With a brilliant flash, the sky sent down another ball of fire that landed quite near to where Christina stood. She was flung aside at the impact, and lay face down, trying to muster the courage, strength and even volition to get up. She lifted her head, and saw that she was facing the lighthouse, scarred with many a storm that had tried to get inside, but had never succeeded. As she stared at those eerie windows, her resolve melted away, and she got up, flung an elbow over her face to block the grit and ran for the door.

Once inside, the pounding of the storm was dulled to a dull roar. Amazing at the sudden silence, Christina tentatively poked her head from her arm, and began to brush the sand from her face and clothes. She was in the base of the lighthouse, a circular kitchen-and-sitting room with a winding staircase in the center of the the floor, dimly lit by the violet-grey light that filtered through the grimy windows. A stove, a sink and an oven were to her right, all cast-iron and in pale pastel colors that looks as if they simply didn’t belong against the black-painted walls. The stove was missing a leg, and the towel rack on the oven had broken, leaving the towels in a dirty heap on the dusty stone tile. Christina approached the sink and turned on the faucet, barely daring to hope, but nothing came out. She ran a hand over her eyes and felt her fatigue threatening unconsciousness again - quickly she made her way to the couch that faced the kitchen and sat down. The cushions were covered in soft plaid cloth, and they sank down pleasantly when she took her seat. Christina wanted to stay there forever, but as she was about to close her eyes, something caught her gaze; a small piece of fluttering white paper, caught in the throes of a breeze that came from a crack in the wall. Willing herself to move, she got up and crawled rather than walked over behind the chiffon armchair where the she had seen it.

Taped to the tile was what looked like a page from Madeline L'Engle's’ A Wrinkle in Time; the first page, if Christina correctly remembered the text, beginning with the words “It was a dark and stormy night”. Ironic, she thought grimly, and fear pulsed through her veins as she wondered if perhaps it was not ironic at all.
Scrawled on the paper in block letter were the words “Emergency Water Supply” - words were so wonderful she almost laughed. And yet still, in the midst of her suffering, she waited and poked the paper tentatively, and searched for a copy of the book as if in hopes that the page was legitimate. It was nowhere to be found, and Christina took to staring at the black ink that made up the letter. The page lay on top of an iron ring that no doubt led to a cellar, a cellar full of water, clear, sweet water that would make her live again, help her get strength to somehow escape this island prison. Christina listened to the drumming rain, and, her head spinning in another fainting fit, at last gave in and pulled hard on the ring. A square in the floor comprised of nine tiles came up with it, revealing a cavity that was full of darkness.

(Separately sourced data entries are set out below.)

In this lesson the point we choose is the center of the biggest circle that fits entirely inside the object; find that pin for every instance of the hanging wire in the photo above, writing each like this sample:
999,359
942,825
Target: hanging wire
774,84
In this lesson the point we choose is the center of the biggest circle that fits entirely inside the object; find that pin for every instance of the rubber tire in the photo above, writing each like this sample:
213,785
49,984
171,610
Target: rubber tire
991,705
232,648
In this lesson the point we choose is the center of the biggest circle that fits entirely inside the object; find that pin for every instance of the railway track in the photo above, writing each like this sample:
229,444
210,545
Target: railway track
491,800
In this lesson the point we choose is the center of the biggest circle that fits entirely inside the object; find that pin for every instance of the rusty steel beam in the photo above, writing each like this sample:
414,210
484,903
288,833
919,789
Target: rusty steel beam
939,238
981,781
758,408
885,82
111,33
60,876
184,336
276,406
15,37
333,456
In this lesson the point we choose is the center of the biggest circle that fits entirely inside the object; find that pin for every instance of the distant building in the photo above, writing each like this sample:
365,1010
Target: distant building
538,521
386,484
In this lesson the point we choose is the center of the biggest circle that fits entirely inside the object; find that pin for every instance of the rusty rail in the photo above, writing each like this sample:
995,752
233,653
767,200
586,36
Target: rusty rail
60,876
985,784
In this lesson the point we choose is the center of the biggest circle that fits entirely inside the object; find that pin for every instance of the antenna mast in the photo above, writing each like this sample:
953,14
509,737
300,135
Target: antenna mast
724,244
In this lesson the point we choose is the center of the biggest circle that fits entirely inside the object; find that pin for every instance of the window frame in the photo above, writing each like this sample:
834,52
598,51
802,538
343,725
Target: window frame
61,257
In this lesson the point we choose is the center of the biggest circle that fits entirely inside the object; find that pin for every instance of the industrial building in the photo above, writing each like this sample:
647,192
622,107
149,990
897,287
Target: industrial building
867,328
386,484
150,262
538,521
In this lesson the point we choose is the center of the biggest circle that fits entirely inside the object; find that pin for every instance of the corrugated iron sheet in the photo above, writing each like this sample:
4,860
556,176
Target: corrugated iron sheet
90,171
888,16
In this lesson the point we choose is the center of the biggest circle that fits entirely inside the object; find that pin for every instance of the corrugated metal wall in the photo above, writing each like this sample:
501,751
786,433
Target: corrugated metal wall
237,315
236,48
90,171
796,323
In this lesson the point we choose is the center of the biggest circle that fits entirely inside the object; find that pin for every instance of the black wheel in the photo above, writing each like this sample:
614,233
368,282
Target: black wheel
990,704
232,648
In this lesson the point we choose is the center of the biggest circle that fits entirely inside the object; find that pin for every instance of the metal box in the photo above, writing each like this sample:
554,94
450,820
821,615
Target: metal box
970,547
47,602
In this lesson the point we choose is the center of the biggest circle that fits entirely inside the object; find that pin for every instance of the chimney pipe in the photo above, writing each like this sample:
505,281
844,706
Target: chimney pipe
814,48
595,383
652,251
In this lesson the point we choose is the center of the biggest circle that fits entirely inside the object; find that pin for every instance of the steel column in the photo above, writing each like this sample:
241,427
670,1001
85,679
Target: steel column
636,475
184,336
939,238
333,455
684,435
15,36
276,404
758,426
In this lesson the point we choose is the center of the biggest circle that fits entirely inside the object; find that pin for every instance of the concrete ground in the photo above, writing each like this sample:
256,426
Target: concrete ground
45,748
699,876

Her instincts ignored since she had gone this far, Christina only briefly wondered how deep it was and if it would break her legs if she jumped before she gathered her train and lowered herself down until she hung by her arms. Her feet did not touch any floor, and she was beginning to have misgivings, but in her weakened condition there was nothing for it, and her fingers slipped. Then she was falling, falling, and had promptly decided as she plummeted to her death that there was no water here at all, and regretted the fact that her bones wouldn't be making an architectural addition to the island, when she hit something that sagged with her weight and tossed her back into the air like a spongy trampoline. It was a net, and beneath it someone was laughing.